There has never been a better time to get into a good food habit than now. I'll be frank... avoiding fast food takes more work. It just does. There is no if, and, or but about it. Packing food, remembering to bring food, keeping it cold and stored well... it adds up to a bit more work. And if you want to go organic, it takes a bit more money too. But you can find coupons for these things pretty easily, and as the market starts to expand, it will get even easier. The benefits far outweigh the pitfalls. Consider it health insurance for your children. It is more than worth it.

Friday, June 5, 2009

How to make the perfect iced tea

When I found myself wishing that they made Kool-aid without food dye I realised that it was Summer. Our Winter was long, and our Spring short, but Summer is here, and along with it 90* days and the desire to sip on a nice cool drink all day long.
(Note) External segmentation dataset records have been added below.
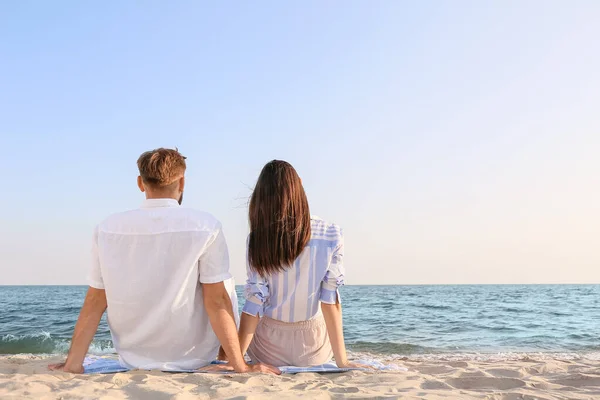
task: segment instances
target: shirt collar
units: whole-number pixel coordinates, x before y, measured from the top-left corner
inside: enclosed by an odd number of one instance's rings
[[[142,208],[160,207],[179,207],[179,203],[175,199],[146,199],[142,203]]]

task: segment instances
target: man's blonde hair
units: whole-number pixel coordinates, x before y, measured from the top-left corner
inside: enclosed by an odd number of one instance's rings
[[[145,184],[165,188],[185,173],[185,157],[177,149],[154,149],[138,158],[138,169]]]

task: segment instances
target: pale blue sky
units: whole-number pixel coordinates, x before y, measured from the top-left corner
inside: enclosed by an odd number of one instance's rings
[[[0,3],[0,284],[83,283],[188,156],[245,277],[245,204],[290,161],[348,283],[600,282],[598,1]]]

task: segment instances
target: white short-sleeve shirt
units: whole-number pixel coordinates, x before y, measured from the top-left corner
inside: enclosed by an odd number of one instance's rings
[[[121,363],[195,369],[216,358],[200,283],[225,282],[237,297],[221,224],[173,199],[146,200],[94,232],[90,286],[106,290],[108,324]]]

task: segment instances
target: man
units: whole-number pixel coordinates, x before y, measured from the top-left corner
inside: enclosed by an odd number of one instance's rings
[[[113,343],[126,367],[197,369],[216,358],[221,344],[235,371],[279,373],[244,361],[221,224],[207,213],[180,207],[185,157],[160,148],[142,154],[138,168],[146,201],[96,228],[90,287],[71,349],[64,363],[50,368],[83,373],[107,310]]]

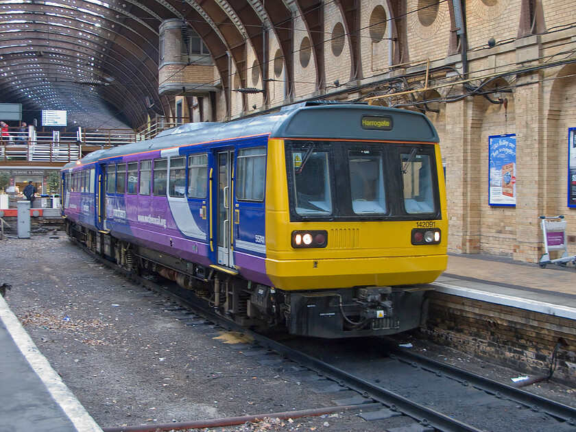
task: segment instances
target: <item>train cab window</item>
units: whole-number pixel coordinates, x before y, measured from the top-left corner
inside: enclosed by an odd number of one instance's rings
[[[152,184],[152,161],[140,162],[140,195],[150,195]]]
[[[90,170],[90,177],[88,180],[90,181],[90,187],[88,187],[88,191],[91,193],[94,193],[94,184],[95,180],[96,179],[96,170],[94,168],[92,168]]]
[[[188,197],[206,197],[208,156],[195,154],[188,158]]]
[[[119,163],[116,169],[116,193],[122,195],[126,191],[126,164]]]
[[[263,201],[265,178],[266,148],[240,150],[236,174],[236,197],[241,201]]]
[[[138,192],[138,163],[130,163],[128,165],[128,185],[126,189],[126,193],[135,195]]]
[[[382,152],[348,152],[352,208],[357,215],[386,212]]]
[[[292,152],[296,213],[302,216],[331,215],[331,173],[327,152],[312,147]]]
[[[154,159],[152,190],[156,196],[166,196],[166,182],[168,180],[168,160]]]
[[[106,193],[116,191],[116,165],[106,167]]]
[[[417,154],[416,147],[409,154],[400,154],[404,184],[404,208],[410,215],[434,213],[434,195],[431,158]]]
[[[90,171],[86,169],[84,171],[84,192],[90,192]]]
[[[186,158],[170,158],[168,193],[171,197],[183,197],[186,192]]]

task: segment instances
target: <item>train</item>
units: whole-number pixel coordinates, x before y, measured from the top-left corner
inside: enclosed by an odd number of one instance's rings
[[[185,123],[61,176],[68,235],[248,328],[410,330],[446,269],[438,135],[416,112],[319,101]]]

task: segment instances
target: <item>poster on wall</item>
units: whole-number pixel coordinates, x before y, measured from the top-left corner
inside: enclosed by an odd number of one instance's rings
[[[576,128],[568,130],[568,206],[576,207]]]
[[[490,206],[516,206],[516,134],[488,136]]]

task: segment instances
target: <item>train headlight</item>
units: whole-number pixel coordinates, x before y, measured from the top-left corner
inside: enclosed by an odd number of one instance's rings
[[[328,232],[324,230],[292,231],[292,248],[326,248]]]
[[[437,245],[442,239],[442,232],[438,228],[414,228],[411,235],[413,245]]]
[[[432,231],[427,231],[424,233],[424,241],[426,243],[432,243],[434,240],[434,233]]]

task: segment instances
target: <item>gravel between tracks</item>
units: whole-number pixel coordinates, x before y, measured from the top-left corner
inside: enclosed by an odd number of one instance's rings
[[[170,302],[103,268],[62,232],[9,239],[0,242],[0,283],[12,286],[9,306],[101,427],[333,405],[334,394],[315,394],[313,384],[291,379],[289,367],[261,364],[228,345],[239,341],[235,337],[187,325]],[[429,349],[470,362],[452,350]],[[574,396],[564,387],[542,392]],[[382,430],[381,423],[357,414],[210,430]],[[401,419],[392,421],[399,425]]]

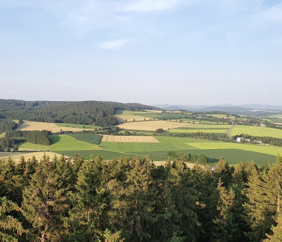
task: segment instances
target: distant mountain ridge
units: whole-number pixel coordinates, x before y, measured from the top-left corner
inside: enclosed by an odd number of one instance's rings
[[[225,112],[244,116],[264,116],[282,113],[282,106],[263,104],[233,105],[224,104],[219,105],[183,105],[168,104],[152,105],[167,111],[185,110],[192,112]]]

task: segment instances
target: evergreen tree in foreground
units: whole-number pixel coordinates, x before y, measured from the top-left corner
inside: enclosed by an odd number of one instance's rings
[[[0,241],[18,242],[19,236],[25,232],[22,223],[9,214],[18,212],[20,208],[6,197],[0,198]]]
[[[235,222],[233,209],[235,206],[235,193],[232,189],[228,191],[223,186],[220,179],[218,186],[220,199],[218,210],[220,214],[214,220],[215,224],[213,233],[213,241],[233,242],[238,241],[240,231],[238,224]]]

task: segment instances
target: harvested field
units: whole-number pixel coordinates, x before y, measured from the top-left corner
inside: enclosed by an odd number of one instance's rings
[[[149,109],[145,109],[145,111],[148,113],[162,113],[163,112],[162,110],[149,110]]]
[[[48,156],[51,159],[53,159],[55,155],[57,157],[59,157],[60,155],[54,153],[53,152],[45,152],[46,156]],[[11,156],[12,158],[15,161],[18,161],[21,156],[23,156],[25,158],[26,160],[29,158],[31,159],[31,158],[34,156],[37,160],[39,161],[40,159],[43,156],[44,152],[0,152],[0,159],[7,159],[9,156]],[[68,158],[67,156],[65,156],[66,158]]]
[[[146,112],[144,112],[143,113],[145,114],[147,113]],[[144,117],[140,115],[140,112],[118,110],[116,110],[115,115],[117,117],[118,122],[120,123],[125,122],[125,120],[126,120],[127,122],[133,122],[133,119],[135,119],[136,121],[144,120]]]
[[[180,127],[192,125],[193,124],[184,123],[176,122],[165,121],[163,120],[154,120],[142,122],[131,122],[124,123],[118,125],[119,128],[134,130],[155,131],[158,128],[167,130],[169,128],[173,129]]]
[[[103,142],[159,142],[159,140],[151,136],[103,135],[102,141]]]
[[[25,121],[23,124],[18,126],[18,130],[51,130],[52,133],[58,133],[60,130],[63,131],[79,131],[82,130],[93,130],[93,129],[83,129],[79,128],[72,128],[70,127],[59,127],[54,123],[41,123],[40,122]]]

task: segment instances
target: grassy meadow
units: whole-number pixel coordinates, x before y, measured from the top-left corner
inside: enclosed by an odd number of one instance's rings
[[[226,133],[231,127],[229,125],[194,124],[187,127],[182,127],[167,130],[169,133]]]
[[[50,146],[50,150],[51,151],[101,149],[97,145],[79,140],[69,135],[54,134],[50,135],[49,137],[51,142]]]
[[[84,125],[83,124],[74,124],[70,123],[55,123],[56,125],[59,127],[64,127],[69,128],[81,128],[81,129],[94,129],[95,128],[101,128],[102,127],[95,125]],[[83,127],[84,126],[84,128]]]
[[[265,127],[236,125],[231,131],[230,135],[234,136],[241,133],[258,136],[271,136],[282,138],[282,129]]]

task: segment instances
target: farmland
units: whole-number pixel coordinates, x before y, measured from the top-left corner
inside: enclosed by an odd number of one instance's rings
[[[121,129],[136,130],[155,131],[157,129],[162,128],[164,130],[179,128],[180,127],[192,125],[192,124],[170,122],[164,120],[155,120],[148,121],[130,122],[119,124],[118,126]]]
[[[22,156],[25,158],[26,160],[28,159],[31,159],[34,156],[35,158],[39,161],[42,158],[44,153],[51,159],[53,159],[55,155],[59,156],[57,154],[49,152],[15,152],[14,153],[11,153],[11,152],[0,152],[0,159],[7,159],[9,156],[11,156],[12,159],[17,161],[21,158]],[[68,157],[66,156],[65,158],[68,158]]]
[[[51,123],[41,123],[40,122],[31,121],[25,121],[23,124],[19,125],[17,129],[19,130],[43,130],[45,129],[46,130],[50,130],[53,133],[58,133],[61,129],[63,131],[69,130],[73,131],[82,131],[84,129],[93,130],[93,129],[59,127],[57,125]]]
[[[187,127],[170,129],[168,132],[170,133],[195,133],[202,132],[203,133],[226,133],[231,125],[204,125],[194,124]]]
[[[67,134],[67,135],[75,138],[78,140],[92,143],[93,144],[99,144],[102,139],[102,135],[92,134]]]
[[[265,127],[258,127],[245,125],[236,125],[230,131],[232,136],[241,133],[258,136],[271,136],[282,138],[282,129],[278,129]]]
[[[83,124],[74,124],[70,123],[55,123],[55,124],[59,127],[79,128],[82,129],[94,129],[95,128],[98,129],[102,128],[102,127],[99,126],[83,125]]]
[[[74,150],[101,150],[97,145],[93,144],[76,139],[64,134],[50,135],[52,144],[50,150],[52,151],[73,151]]]
[[[102,141],[103,142],[159,142],[157,139],[151,136],[103,135]]]

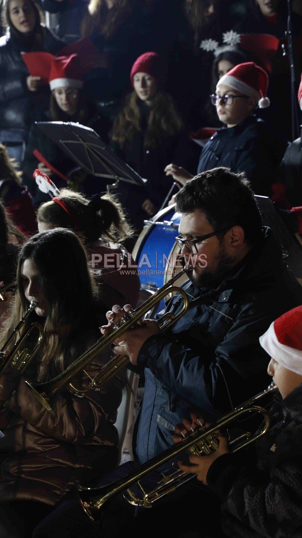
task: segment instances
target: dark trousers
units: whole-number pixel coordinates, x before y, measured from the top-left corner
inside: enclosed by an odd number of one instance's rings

My kids were asking for juice... but I can't drink it... So I thought I would make up a big batch of iced tea. (Cheaper anyhow.)

Contrary to the picture, only the cup came from Starbucks. It is my new favorite thing. I didn't buy those water bottles... I bought a reusable cup from Starbucks. It has a straw. Oh goodness, I wish I could tell you how much I love my reusable straw! I have drank more water than I have in years because of this beautiful over sized straw. It makes drinking for me a joy. I don't know why... maybe I am crazy, but I figure as long as I keep good stuff in my cup, like water or tea, then I am doing my body good.... and I can continue to use my straw in contentment. Unfortunately for Starbucks, that means that once again, they have lost me as a customer. I guess they can consider the $14 I spent on the cup my final farewell gift. :)

So to start; basically, you are making tea concentrate. First bring out two heat resistant measuring cups (everybody has these, right?). Put 4 tea bags in the larger of the two and then 1/4 cup to 1/2 cup honey or sugar in the other. Add at least two cups of boiling water to the ones with the tea bags, and then add enough to get to 1 cup of liquid in the one with the sweetener. Let them sit for 10 minutes.

While that is steeping, fill your pitcher half full with cold water. As cold as you can get it.

Remove the tea bags (this is important) and add the sweetener into the tea mixture. Mix well. Add the whole thing to the pitcher of cold water, mixing again to make sure there are no bland spots.

Pour over ice to serve. Can keep without getting bitter in the fridge for 4 days.